Em 2002, ingressou no serviço público municipal como Agente Comunitária de Saúde, profissão que transformou sua vida e aprofundou sua relação com as comunidades. Também é Técnica em Higiene Bucal e Técnica em Agente Comunitária de Saúde.
Foi no contato direto com as famílias e territórios que nasceu sua vocação para a luta social e sindical.
Sua trajetória no movimento sindical começou em 2007, quando passou a integrar a diretoria do SINDIACS/ACE – Sindicato dos Agentes Comunitários de Saúde e Agentes de Combate às Endemias do Sul da Bahia.
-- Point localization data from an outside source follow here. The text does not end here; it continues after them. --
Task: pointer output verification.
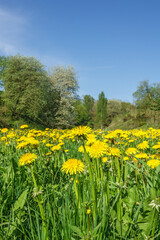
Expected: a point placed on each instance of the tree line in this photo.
(31, 94)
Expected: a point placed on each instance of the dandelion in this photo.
(130, 151)
(156, 146)
(104, 159)
(98, 149)
(72, 166)
(4, 130)
(143, 145)
(154, 163)
(27, 158)
(142, 156)
(115, 152)
(24, 126)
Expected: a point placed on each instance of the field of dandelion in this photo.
(79, 184)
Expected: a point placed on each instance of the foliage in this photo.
(26, 87)
(63, 80)
(112, 195)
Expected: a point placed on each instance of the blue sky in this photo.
(112, 44)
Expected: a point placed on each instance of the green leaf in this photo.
(77, 231)
(132, 198)
(21, 200)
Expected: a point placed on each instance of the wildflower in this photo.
(22, 145)
(88, 211)
(130, 151)
(49, 153)
(72, 166)
(27, 158)
(104, 159)
(142, 156)
(115, 152)
(4, 130)
(155, 204)
(56, 147)
(98, 149)
(143, 145)
(154, 163)
(156, 146)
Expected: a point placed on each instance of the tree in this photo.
(147, 101)
(101, 113)
(63, 79)
(3, 61)
(26, 86)
(82, 116)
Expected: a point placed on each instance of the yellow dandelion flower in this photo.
(104, 159)
(156, 146)
(143, 145)
(56, 147)
(115, 152)
(22, 145)
(27, 158)
(72, 166)
(88, 211)
(98, 149)
(81, 149)
(154, 163)
(24, 126)
(142, 156)
(3, 139)
(130, 151)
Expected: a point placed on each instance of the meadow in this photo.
(79, 184)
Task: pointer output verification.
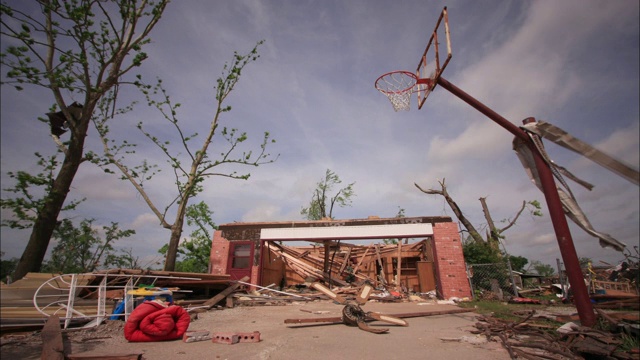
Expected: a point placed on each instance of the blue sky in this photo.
(574, 64)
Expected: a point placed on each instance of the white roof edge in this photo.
(348, 232)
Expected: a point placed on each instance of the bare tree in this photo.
(190, 170)
(494, 235)
(77, 48)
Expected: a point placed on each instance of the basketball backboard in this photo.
(431, 64)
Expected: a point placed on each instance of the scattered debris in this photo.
(235, 337)
(527, 340)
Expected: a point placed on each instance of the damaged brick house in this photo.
(431, 260)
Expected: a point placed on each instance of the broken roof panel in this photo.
(348, 232)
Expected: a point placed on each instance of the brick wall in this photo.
(451, 274)
(219, 258)
(219, 254)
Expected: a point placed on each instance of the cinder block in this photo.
(225, 338)
(249, 337)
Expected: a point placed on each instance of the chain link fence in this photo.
(491, 281)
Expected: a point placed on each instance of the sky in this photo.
(574, 64)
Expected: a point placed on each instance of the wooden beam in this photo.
(224, 293)
(52, 345)
(338, 320)
(100, 356)
(382, 276)
(399, 271)
(345, 262)
(362, 259)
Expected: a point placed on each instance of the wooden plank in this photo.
(224, 293)
(382, 276)
(399, 270)
(338, 320)
(355, 271)
(346, 261)
(52, 345)
(101, 356)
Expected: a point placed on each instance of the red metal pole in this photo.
(560, 226)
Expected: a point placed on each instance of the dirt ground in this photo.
(435, 337)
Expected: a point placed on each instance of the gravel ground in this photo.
(435, 337)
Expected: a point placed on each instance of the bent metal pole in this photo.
(560, 226)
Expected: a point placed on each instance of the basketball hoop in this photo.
(398, 87)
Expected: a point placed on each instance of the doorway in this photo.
(240, 259)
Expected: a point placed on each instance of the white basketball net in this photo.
(398, 87)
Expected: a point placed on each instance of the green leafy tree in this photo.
(543, 269)
(7, 267)
(81, 249)
(194, 252)
(518, 263)
(480, 252)
(25, 198)
(584, 262)
(485, 251)
(190, 167)
(74, 49)
(322, 202)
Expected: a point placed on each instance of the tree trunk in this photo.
(456, 210)
(44, 225)
(172, 250)
(176, 232)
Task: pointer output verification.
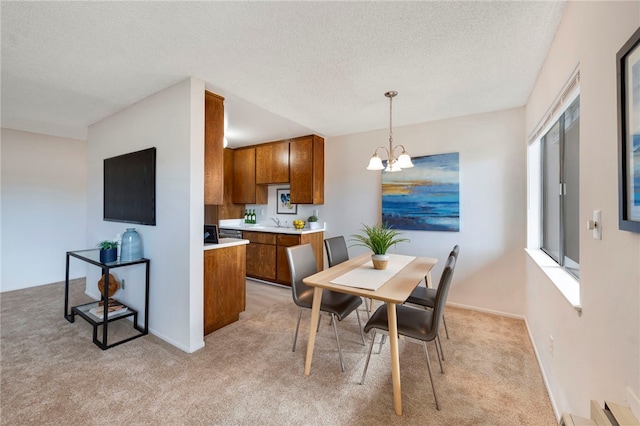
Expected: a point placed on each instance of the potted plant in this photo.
(108, 251)
(378, 239)
(313, 222)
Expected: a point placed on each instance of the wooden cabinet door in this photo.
(224, 286)
(213, 146)
(229, 210)
(272, 163)
(244, 176)
(306, 170)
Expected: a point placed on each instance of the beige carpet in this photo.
(246, 375)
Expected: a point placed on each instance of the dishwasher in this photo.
(230, 233)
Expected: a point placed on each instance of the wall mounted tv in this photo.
(130, 187)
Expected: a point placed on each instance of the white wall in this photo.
(492, 201)
(44, 197)
(172, 121)
(596, 356)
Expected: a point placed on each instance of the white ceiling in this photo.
(285, 68)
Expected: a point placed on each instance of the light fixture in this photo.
(393, 164)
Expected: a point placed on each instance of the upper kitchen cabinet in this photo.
(272, 163)
(306, 170)
(245, 190)
(213, 148)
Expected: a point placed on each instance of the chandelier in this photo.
(393, 164)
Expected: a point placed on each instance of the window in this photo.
(559, 215)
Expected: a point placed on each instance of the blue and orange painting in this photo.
(425, 197)
(636, 170)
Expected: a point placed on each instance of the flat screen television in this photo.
(130, 187)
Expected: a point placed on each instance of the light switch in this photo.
(597, 225)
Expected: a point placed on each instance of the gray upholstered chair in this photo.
(302, 263)
(426, 297)
(337, 252)
(418, 324)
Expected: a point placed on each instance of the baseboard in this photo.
(633, 402)
(486, 311)
(175, 343)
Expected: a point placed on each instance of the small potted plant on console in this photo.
(313, 222)
(108, 251)
(378, 239)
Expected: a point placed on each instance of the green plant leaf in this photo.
(378, 238)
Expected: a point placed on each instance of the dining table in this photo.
(392, 286)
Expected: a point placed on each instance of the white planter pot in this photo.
(380, 261)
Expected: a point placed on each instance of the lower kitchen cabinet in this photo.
(224, 286)
(267, 255)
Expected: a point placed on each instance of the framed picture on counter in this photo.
(283, 202)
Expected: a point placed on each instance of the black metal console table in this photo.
(92, 256)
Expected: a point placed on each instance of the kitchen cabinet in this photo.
(245, 190)
(226, 210)
(224, 286)
(267, 255)
(272, 163)
(306, 170)
(213, 148)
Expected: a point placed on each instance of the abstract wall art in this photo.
(425, 197)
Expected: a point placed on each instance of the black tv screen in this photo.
(130, 187)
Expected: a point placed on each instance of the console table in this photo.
(92, 256)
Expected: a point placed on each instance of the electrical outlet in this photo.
(597, 225)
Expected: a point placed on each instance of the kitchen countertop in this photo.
(225, 242)
(272, 229)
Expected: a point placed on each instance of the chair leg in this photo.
(360, 327)
(335, 329)
(367, 307)
(382, 340)
(438, 353)
(446, 330)
(437, 347)
(366, 364)
(295, 336)
(431, 376)
(440, 344)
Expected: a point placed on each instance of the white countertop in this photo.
(260, 227)
(225, 242)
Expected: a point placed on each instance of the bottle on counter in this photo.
(118, 240)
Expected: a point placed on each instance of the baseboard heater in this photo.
(611, 415)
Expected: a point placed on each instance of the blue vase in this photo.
(131, 248)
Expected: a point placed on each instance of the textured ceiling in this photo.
(285, 68)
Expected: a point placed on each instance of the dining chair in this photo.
(426, 297)
(302, 263)
(337, 253)
(417, 324)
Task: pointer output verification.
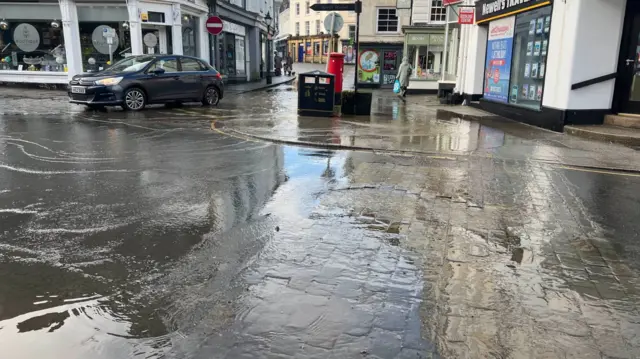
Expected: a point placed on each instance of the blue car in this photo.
(137, 81)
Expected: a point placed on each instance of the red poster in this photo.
(466, 15)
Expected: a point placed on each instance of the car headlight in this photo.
(109, 81)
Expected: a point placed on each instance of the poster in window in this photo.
(498, 59)
(368, 66)
(539, 25)
(532, 27)
(532, 92)
(534, 70)
(539, 93)
(547, 23)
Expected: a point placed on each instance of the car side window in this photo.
(169, 65)
(190, 65)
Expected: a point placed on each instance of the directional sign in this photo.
(214, 25)
(334, 7)
(333, 20)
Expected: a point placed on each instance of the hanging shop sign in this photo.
(26, 37)
(488, 10)
(498, 60)
(466, 16)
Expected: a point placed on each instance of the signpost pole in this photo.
(446, 45)
(355, 76)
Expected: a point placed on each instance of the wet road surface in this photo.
(150, 235)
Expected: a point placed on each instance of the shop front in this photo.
(378, 64)
(424, 48)
(232, 50)
(552, 63)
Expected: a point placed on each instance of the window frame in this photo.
(397, 30)
(442, 12)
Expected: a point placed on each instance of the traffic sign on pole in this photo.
(334, 7)
(214, 25)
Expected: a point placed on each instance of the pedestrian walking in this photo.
(288, 65)
(278, 63)
(404, 72)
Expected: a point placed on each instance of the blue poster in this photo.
(498, 60)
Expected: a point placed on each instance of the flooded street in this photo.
(187, 233)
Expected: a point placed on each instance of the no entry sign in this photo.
(214, 25)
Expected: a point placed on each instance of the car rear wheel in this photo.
(211, 96)
(134, 99)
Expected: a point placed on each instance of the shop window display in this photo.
(530, 46)
(95, 47)
(32, 46)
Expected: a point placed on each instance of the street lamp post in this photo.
(267, 20)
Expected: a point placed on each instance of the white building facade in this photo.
(49, 41)
(552, 63)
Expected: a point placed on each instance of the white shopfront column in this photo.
(202, 37)
(176, 30)
(135, 28)
(580, 51)
(71, 33)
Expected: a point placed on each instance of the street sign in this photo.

Com liderança firme e compromisso com a categoria, chegou à presidência da entidade, cargo que ocupou por dois mandatos.
Em 4 de novembro de 2021, deu mais um passo histórico ao fundar a Federação Sindical Baiana dos Agentes Comunitários de Saúde e de Combate às Endemias, tornando-se sua primeira presidenta. Em setembro de 2025, foi reeleita para continuar à frente da entidade, consolidando sua liderança no estado.
Liderança e representatividade
A trajetória de Zilar também é marcada pelo pioneirismo. Mulher negra, de origem periférica, rompeu barreiras e ocupou espaços de poder em um movimento historicamente dominado por homens, tornando-se referência de representatividade, coragem e resistência.
Presença constante nas mobilizações nacionais da categoria, Zilar é reconhecida como uma líder combativa na defesa dos direitos dos Agentes Comunitários de Saúde (ACS) e dos Agentes de Combate às Endemias (ACE).
Entre suas atuações, destaca-se a participação direta nas mobilizações que resultaram em avanços legislativos para a categoria, como as iniciativas relacionadas ao adicional de insalubridade e à valorização do piso salarial profissional nacional.
Atualmente, está na linha de frente da mobilização nacional pela aprovação do PLP 185/2024, que garante aposentadoria com paridade e integralidade para os agentes comunitários e de combate às endemias.
Com uma trajetória profundamente classista, Zilar também participa de diversas lutas sociais para além de sua categoria, contribuindo para o fortalecimento do movimento sindical, das pautas do movimento negro, da igualdade de gênero e dos direitos da população LGBTQIA+.
Projeto político
Diante dessa trajetória de compromisso com a classe trabalhadora e com as causas populares, Zilar Portela coloca seu nome como pré-candidata a deputada estadual, com o objetivo de levar para o parlamento a voz das comunidades, das periferias e dos trabalhadores e trabalhadoras que constroem diariamente a vida nos territórios.
Sua filiação ao PT representa mais um passo nessa caminhada política, fortalecendo a articulação entre o movimento sindical da saúde e o projeto político que defende o SUS, a democracia e a justiça social na Bahia.